# Just ordered E90 for PCD



## dhstadt (Apr 14, 2008)

Hello all,

I just ordered an E90 for PCD delivery from Motorwerks in Barrington, IL. The paperwork that was filled out had my requested delivery date but no mention of PCD although there was considerable discussion re. PCD during the sales cycle. I have a couple of questions.

My requested delivey date is in August. Can I expect delivery on the date I requested or is it hit or miss? Should I go back and address the missing PCD language with the dealer?

What should I expect from the dealership in the form of communications during the next couple of months? I suspect the order will need to be placed early to mid June for an August 18 or 19 PCD delivery? I would expect some document detailing the order for my review. No?
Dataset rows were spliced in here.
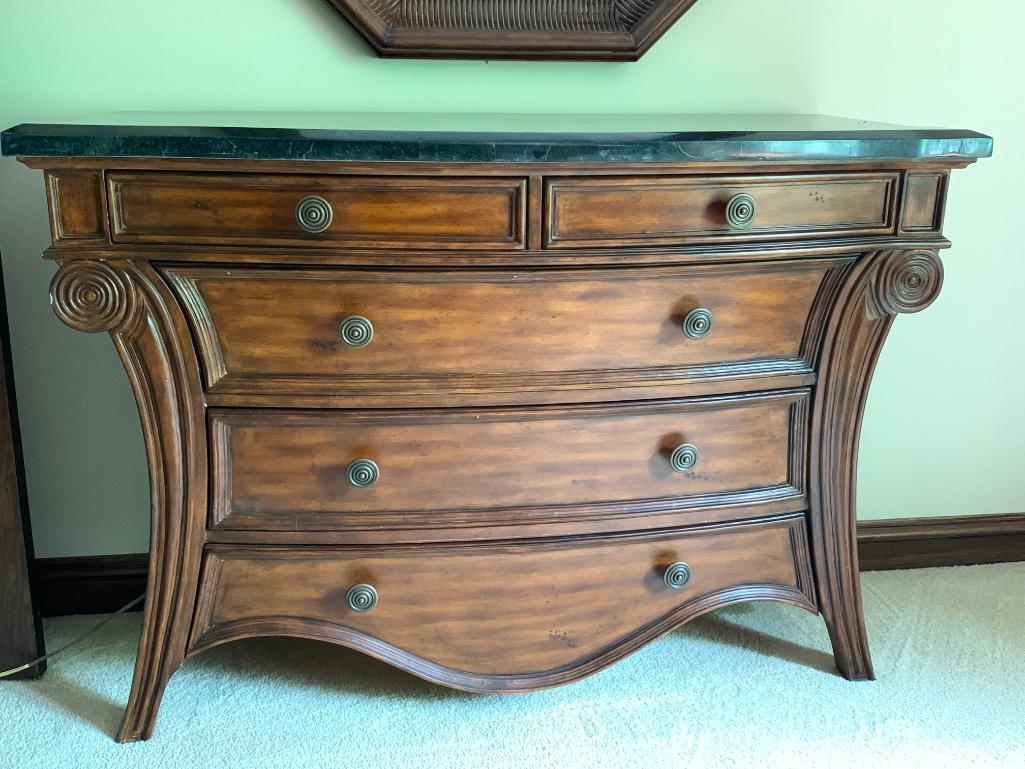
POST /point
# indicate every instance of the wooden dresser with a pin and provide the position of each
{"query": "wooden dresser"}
(495, 408)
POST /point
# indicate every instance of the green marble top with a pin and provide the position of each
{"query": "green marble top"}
(477, 138)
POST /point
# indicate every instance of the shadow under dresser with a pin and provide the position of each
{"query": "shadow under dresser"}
(495, 407)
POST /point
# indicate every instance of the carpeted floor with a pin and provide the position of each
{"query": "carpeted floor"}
(748, 686)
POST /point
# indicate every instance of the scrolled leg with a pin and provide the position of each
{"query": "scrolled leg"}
(131, 302)
(879, 286)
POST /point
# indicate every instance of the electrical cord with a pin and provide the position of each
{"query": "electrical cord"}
(96, 626)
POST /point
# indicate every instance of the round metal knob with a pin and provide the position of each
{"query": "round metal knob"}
(356, 331)
(363, 473)
(697, 323)
(740, 210)
(314, 213)
(361, 597)
(677, 575)
(684, 457)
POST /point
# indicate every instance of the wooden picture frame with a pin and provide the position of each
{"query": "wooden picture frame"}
(589, 30)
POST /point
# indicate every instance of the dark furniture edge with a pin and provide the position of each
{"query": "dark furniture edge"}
(21, 622)
(32, 139)
(95, 584)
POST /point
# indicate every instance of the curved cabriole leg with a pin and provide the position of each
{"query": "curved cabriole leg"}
(131, 302)
(882, 285)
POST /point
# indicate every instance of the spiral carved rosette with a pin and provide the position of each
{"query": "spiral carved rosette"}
(907, 281)
(92, 296)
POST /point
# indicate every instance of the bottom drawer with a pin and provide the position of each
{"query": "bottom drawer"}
(500, 616)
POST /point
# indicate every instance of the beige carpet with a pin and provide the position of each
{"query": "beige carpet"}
(749, 686)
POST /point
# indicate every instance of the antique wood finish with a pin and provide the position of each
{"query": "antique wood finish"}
(599, 30)
(98, 584)
(882, 286)
(673, 209)
(179, 208)
(547, 339)
(132, 304)
(538, 463)
(577, 333)
(501, 616)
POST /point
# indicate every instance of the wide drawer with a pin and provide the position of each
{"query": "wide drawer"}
(666, 210)
(310, 210)
(510, 617)
(408, 470)
(534, 333)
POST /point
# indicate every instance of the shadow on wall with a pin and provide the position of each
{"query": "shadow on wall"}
(84, 457)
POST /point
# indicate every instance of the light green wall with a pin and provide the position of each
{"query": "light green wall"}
(945, 421)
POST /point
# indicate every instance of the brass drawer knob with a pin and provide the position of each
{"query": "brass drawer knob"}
(363, 473)
(677, 575)
(697, 323)
(314, 213)
(684, 457)
(740, 210)
(356, 331)
(361, 597)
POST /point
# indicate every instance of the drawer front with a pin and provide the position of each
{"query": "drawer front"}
(359, 212)
(465, 468)
(484, 617)
(597, 212)
(272, 330)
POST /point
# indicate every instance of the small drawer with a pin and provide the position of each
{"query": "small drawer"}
(393, 471)
(334, 211)
(500, 617)
(414, 334)
(667, 210)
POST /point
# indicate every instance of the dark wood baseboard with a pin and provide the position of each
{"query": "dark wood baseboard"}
(96, 584)
(959, 540)
(88, 584)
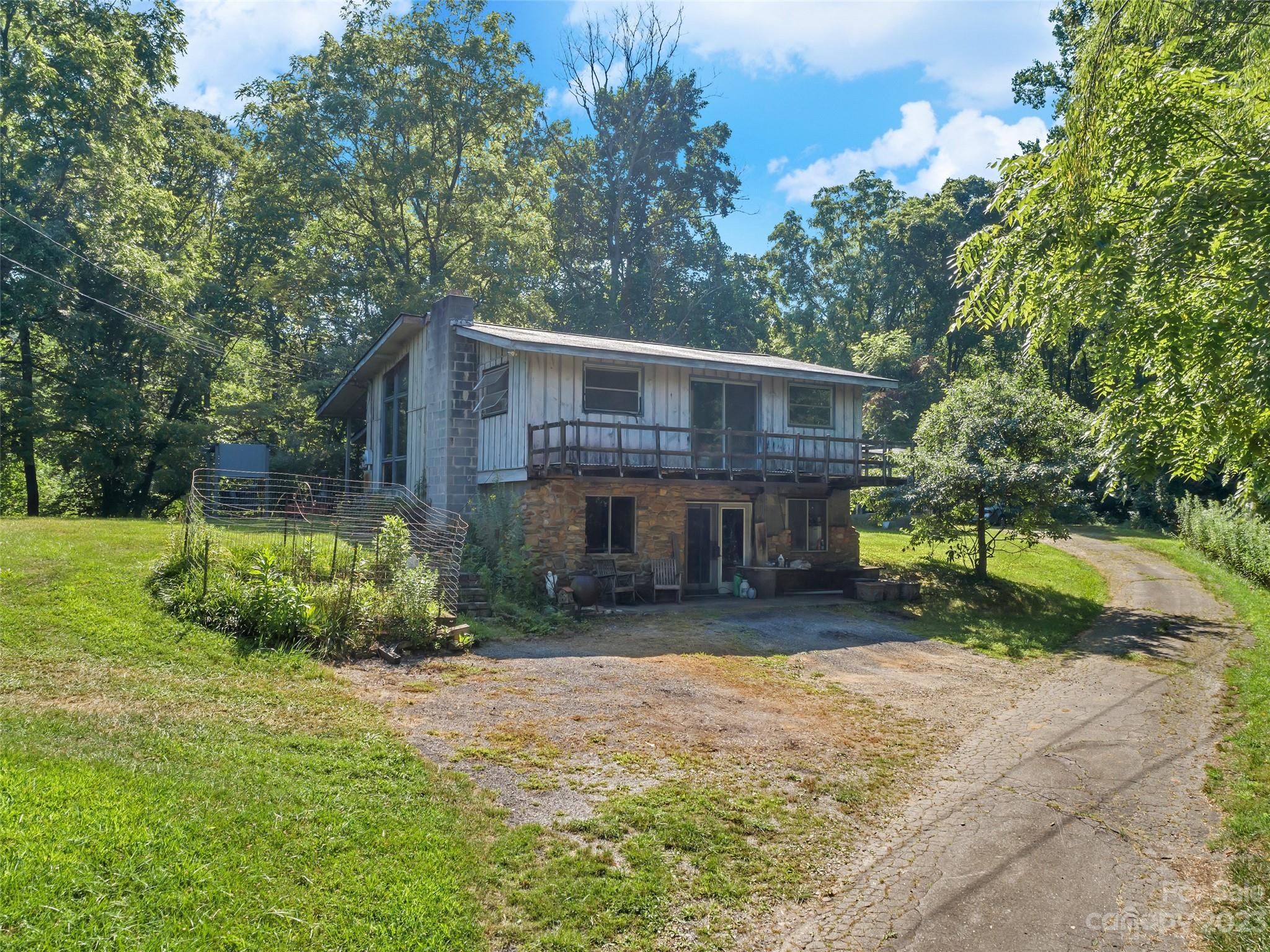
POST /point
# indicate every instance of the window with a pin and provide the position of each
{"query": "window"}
(394, 424)
(810, 406)
(613, 390)
(808, 525)
(493, 391)
(611, 525)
I suspect I am being an old mother hen about this but I don't want to get a couple of months down the road and find out something should have been done a month or two previous. Also need to schedule vacations and transportation reservations around the delivery date. 

Thanks!


----------



## Roguewave (Apr 8, 2008)

Ordered my wifes 335i vert on April 2nd. I called the 800 number today and checked, it's in the body shop and will be finished tomorrow , then 5 weeks or so until arrival in South Carolina :thumbup: I'm waiting on a firm date for the school, then I'll be booking the travel plans for what should be a grand adventure.


----------